The Hollywood Theatre was a shrine to one of the worst movies ever on Saturday night. Showgirls fans and unwitting theatergoers about to be really uncomfortable clogged the lobby, and over at the merch table, "Versayce" T-shirts were on sale, Nomi prayer candles were the first items to sell out, and yeah, I wanted one.

Halfway through the show, about half of people in the row ahead of me left. I heard a few comments to the effect of, "Let's get out of here while we can!" Fair enough—there were plenty of compelling reasons to bail: technical difficulties with the performers' mics made them occasionally impossible to hear, some of the actors seemed out of their ranges vocally, and at one point, the projection behind the stage accidentally displayed someone's desktop icons and a hovering cursor. It all seemed very slapdash.
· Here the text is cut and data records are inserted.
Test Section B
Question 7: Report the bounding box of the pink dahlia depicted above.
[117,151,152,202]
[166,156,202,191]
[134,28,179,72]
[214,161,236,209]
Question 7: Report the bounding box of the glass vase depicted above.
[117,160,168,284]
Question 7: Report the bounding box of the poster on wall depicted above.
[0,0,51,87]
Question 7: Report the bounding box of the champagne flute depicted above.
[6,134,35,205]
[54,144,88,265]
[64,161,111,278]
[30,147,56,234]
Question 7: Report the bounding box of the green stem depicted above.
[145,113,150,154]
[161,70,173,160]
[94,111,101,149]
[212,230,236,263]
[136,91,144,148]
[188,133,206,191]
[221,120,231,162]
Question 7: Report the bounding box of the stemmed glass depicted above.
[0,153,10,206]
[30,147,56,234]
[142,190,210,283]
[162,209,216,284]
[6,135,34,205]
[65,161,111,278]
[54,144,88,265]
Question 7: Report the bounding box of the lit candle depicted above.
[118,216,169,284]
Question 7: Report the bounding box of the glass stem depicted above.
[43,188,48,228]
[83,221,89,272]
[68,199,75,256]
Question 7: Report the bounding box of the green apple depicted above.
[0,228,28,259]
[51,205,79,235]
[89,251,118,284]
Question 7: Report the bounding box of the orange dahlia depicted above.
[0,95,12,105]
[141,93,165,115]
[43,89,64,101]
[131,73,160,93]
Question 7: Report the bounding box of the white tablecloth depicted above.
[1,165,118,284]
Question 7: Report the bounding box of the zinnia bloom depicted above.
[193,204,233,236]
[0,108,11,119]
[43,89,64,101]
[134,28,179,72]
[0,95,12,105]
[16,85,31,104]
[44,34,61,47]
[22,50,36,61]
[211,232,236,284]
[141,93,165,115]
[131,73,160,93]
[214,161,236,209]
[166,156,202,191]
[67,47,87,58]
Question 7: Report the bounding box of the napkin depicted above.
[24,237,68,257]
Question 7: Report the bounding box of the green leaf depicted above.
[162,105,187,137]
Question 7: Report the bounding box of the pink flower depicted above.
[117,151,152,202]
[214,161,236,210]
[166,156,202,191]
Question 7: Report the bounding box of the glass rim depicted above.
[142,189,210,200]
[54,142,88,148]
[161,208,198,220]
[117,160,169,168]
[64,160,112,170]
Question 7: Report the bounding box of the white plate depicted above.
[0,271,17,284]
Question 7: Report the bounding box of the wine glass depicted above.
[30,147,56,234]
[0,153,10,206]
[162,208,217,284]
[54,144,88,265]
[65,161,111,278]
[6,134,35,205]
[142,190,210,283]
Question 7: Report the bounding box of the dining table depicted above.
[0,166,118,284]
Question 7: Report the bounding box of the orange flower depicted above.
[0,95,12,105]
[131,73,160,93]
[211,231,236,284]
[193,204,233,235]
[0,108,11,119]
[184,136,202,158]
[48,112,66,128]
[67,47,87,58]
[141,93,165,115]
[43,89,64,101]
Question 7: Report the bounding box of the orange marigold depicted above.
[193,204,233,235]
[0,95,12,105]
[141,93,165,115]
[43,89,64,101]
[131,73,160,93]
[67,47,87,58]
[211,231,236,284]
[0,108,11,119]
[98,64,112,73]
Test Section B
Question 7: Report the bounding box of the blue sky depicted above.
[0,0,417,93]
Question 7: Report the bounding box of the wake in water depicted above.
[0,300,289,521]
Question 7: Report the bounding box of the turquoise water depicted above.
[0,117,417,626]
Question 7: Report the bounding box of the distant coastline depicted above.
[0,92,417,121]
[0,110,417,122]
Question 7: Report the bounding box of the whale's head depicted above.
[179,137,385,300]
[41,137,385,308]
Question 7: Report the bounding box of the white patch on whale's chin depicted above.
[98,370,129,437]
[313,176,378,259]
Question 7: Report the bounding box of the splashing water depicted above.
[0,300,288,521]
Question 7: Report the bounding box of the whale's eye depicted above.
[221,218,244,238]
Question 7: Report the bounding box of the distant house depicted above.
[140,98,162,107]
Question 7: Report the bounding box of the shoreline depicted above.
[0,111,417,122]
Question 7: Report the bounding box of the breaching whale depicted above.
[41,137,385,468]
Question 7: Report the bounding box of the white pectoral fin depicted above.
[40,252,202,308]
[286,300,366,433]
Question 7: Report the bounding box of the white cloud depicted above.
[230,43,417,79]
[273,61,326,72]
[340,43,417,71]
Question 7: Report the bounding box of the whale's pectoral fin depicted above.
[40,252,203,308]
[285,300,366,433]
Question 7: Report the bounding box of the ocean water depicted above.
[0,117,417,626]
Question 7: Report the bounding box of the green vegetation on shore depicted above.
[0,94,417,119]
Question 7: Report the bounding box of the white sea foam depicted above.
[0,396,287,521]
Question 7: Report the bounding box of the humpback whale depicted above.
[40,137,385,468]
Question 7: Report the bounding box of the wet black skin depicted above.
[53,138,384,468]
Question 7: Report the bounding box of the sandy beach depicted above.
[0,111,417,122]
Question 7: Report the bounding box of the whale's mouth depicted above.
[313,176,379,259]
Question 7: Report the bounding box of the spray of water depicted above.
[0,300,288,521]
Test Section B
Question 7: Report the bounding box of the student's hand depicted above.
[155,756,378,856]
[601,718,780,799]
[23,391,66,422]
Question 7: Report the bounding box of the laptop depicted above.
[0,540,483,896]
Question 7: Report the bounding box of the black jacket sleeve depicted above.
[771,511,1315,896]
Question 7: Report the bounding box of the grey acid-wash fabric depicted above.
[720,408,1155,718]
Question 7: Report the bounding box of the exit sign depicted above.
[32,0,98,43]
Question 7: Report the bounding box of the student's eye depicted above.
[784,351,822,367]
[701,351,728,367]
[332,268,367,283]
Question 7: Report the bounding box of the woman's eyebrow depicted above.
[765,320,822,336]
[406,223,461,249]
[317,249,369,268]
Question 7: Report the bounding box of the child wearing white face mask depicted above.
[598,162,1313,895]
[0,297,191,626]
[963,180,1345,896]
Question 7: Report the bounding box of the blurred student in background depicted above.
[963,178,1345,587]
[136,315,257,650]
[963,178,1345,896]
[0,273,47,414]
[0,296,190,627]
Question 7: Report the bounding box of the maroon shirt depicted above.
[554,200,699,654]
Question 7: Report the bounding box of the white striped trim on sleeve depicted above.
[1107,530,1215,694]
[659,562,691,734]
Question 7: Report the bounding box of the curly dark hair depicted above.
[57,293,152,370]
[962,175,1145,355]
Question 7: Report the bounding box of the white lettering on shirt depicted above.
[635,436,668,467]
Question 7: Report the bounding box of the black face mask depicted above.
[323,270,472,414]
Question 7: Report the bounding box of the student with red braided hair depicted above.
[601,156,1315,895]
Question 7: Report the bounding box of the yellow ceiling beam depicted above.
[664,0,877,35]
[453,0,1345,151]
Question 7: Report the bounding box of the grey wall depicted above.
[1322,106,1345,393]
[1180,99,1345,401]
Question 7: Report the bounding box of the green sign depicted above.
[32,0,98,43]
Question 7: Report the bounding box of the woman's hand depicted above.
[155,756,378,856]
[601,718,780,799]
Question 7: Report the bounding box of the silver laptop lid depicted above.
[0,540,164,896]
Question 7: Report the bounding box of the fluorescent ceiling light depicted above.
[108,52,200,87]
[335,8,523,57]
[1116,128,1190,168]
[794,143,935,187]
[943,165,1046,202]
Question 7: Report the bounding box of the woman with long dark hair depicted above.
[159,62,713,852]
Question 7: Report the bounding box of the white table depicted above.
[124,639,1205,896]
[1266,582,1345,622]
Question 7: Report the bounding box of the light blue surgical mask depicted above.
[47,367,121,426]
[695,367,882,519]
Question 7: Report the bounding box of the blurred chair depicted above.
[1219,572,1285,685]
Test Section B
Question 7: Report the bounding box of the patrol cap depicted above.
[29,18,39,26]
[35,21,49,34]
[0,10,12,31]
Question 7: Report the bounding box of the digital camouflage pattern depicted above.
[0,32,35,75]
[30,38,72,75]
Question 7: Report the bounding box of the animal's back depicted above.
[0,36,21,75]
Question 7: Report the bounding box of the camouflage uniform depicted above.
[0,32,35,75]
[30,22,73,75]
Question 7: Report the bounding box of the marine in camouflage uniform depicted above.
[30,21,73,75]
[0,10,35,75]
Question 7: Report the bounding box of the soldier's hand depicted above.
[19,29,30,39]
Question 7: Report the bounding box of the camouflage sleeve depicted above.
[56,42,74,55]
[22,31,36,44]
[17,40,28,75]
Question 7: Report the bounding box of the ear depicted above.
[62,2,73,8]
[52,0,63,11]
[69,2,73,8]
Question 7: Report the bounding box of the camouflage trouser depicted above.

Yes, these are bad things to have happen in any live theater production. Yes, all in all, I would call Showgirls the Musical an unqualified mess. But I don't think this means that it was a failure. Showgirls the movie is so unbelievably bad that any respectable adaptation of it should also be kind of awful. After all, you have to hit the levels of high-camp mimicry that made the Lifetime original biopic about Anna Nicole Smith so bad it was perfect (that movie marked perhaps the only time Lifetime's low production values, over-the-top dialogue, and caricature-bad casting have seemed smart and possibly even intentional). As with Anna Nicole Smith, so with Showgirls. You have to be true to your source material, and in the case of Showgirls, that material is a huge, unmitigated mess.

So yes, this one-night-only production was a mess. But it was right to be. If that sounds like the most back-handed compliment ever, well, it probably is. Still, I liked Showgirls the movie (I mean, try not to marvel at its badness; really try) and I enjoyed Showgirls the Musical. So did many of the audience members who stayed through the whole production, the Showgirls faithful in their stilettos and drag makeup, toting bags of chips and beers. The two middle-aged ladies sitting next to me whispered excitedly throughout the show, and at the end, I overheard someone say that it "showed promise."

And I agree. The musical had some funny visual gags (including extra-fake-looking cheeseburgers and a Bayside Lions T-shirt), and some standout moments, as when Josh Edward as Zack Carey did a very convincing Nelly during the infamous pool scene—his rendition of "Hot in Herre" replaced what Courtney Ferguson described as the moment "when Nomi turns into a frenzied, naked shark" in her preview of the musical. Was it good? No. But what else are you gonna do on a Saturday night? Watch TV and eat chips?